I believe that's what the parent is saying as well. I read it as saying that
larger companies with a 'war chest' are able to weather the problems caused by
reacting more slowly, and so agility is not as highly prioritized, while
smaller, newer companies have to react quickly or die.

------
tomelders
I could wax lyrical about Agile all day long. If you google 'Agile Bullshit',
a comment I wrote on HN a few years ago is usually in the top three results,
and because of that I get an email once a month from someone driven to despair
by said 'Agile Bullshit' who feels compelled to get in touch with me and vent
a little. I enjoy the emails, and I think they've given me a much broader
perspective on agile than my own experience alone could offer.

I've been writing an article about Agile for years now, that I can never
finish. But here's what I consider to the be the two biggest problems with
Agile.

1\. Agile can never work in an agency, where the client has control over
budgets, deadlines, and features. There is simply no incentive for the client
to compromise when your agency has made some pretty ridiculous promises and
put themselves on the hook to deliver.

2\. There are some teams that deliver well under agile (as per the metrics
that the business has defined), and some that don't. In my experience, the
ones that deliver well produce the worst work because they won't push back on
a design or a feature that's incomplete, nonsensical, or plain impossible.
They do what they're told and add no value to the overall output. This is
especially true of offshore development teams.
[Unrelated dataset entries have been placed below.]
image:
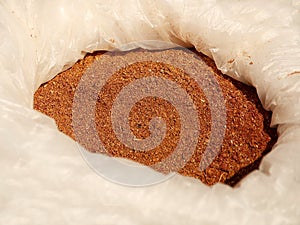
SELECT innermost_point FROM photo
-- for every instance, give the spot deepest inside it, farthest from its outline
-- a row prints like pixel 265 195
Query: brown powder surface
pixel 248 136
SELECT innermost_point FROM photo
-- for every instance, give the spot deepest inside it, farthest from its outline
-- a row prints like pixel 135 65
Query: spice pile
pixel 247 138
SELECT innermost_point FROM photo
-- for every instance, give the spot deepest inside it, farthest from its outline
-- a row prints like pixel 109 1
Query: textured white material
pixel 44 180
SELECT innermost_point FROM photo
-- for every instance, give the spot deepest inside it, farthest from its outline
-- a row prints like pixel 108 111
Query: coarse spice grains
pixel 248 136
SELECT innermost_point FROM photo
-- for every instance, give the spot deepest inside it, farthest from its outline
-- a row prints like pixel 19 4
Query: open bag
pixel 43 178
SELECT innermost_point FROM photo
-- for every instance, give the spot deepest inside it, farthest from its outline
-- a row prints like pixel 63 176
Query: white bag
pixel 44 180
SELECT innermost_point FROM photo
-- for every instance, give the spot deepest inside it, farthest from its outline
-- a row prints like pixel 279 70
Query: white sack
pixel 44 180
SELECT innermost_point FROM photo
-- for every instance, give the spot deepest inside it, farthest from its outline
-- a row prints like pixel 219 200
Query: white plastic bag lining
pixel 43 177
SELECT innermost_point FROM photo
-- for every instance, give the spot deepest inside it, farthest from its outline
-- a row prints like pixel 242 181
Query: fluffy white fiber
pixel 43 178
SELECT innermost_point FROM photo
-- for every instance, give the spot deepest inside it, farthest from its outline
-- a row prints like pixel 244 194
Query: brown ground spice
pixel 248 136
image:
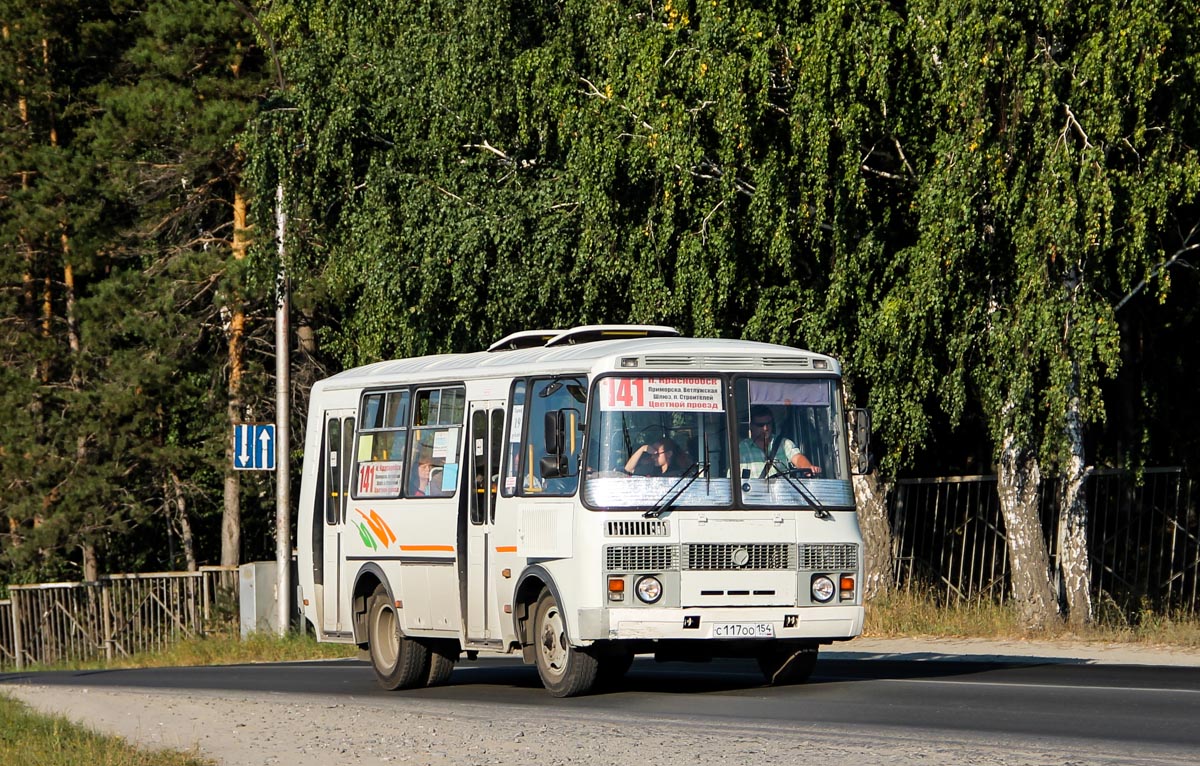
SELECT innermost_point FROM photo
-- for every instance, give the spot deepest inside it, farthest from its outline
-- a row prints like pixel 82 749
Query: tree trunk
pixel 185 526
pixel 1029 561
pixel 231 520
pixel 871 500
pixel 879 568
pixel 90 562
pixel 1073 562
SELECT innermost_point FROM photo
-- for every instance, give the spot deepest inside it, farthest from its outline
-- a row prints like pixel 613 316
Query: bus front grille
pixel 715 556
pixel 641 557
pixel 829 556
pixel 642 527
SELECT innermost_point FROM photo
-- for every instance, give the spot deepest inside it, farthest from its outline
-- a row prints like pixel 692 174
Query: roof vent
pixel 525 339
pixel 591 333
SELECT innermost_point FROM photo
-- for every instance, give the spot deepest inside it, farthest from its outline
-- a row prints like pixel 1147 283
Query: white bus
pixel 582 496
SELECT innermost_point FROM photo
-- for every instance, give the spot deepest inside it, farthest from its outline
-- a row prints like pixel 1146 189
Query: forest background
pixel 988 210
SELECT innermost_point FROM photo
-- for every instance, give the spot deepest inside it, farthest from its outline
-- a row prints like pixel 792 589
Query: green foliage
pixel 952 197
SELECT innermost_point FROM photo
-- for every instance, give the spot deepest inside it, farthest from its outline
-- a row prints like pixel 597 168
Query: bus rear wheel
pixel 399 662
pixel 787 665
pixel 564 669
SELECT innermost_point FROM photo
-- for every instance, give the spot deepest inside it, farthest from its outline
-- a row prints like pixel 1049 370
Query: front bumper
pixel 696 623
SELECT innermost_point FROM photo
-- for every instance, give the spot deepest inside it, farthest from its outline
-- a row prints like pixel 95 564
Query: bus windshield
pixel 647 432
pixel 787 438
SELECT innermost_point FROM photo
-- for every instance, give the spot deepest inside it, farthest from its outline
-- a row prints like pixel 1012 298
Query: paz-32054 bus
pixel 582 496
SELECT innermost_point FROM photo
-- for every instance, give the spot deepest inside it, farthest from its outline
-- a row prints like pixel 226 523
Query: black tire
pixel 443 656
pixel 564 670
pixel 399 662
pixel 785 666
The teams that produce the better software do push back, but the Agile process
as implemented everywhere on earth does not support them. Instead, animosity
grows between the developers who push back, and the product-
owners|BA's|designers who can't or wont understand the problems with their own
work.

But! Some process is better than no process. And I've worked in some companies
that take Agile very seriously and are willing to put in the hard work to make
it work. And I suppose that' the secret sauce that's missing from most
organisations that are "Agile", they think it's a trick, a hack, a cheat, a
short cut.

It's not. Like everything else worth doing, it's hard work.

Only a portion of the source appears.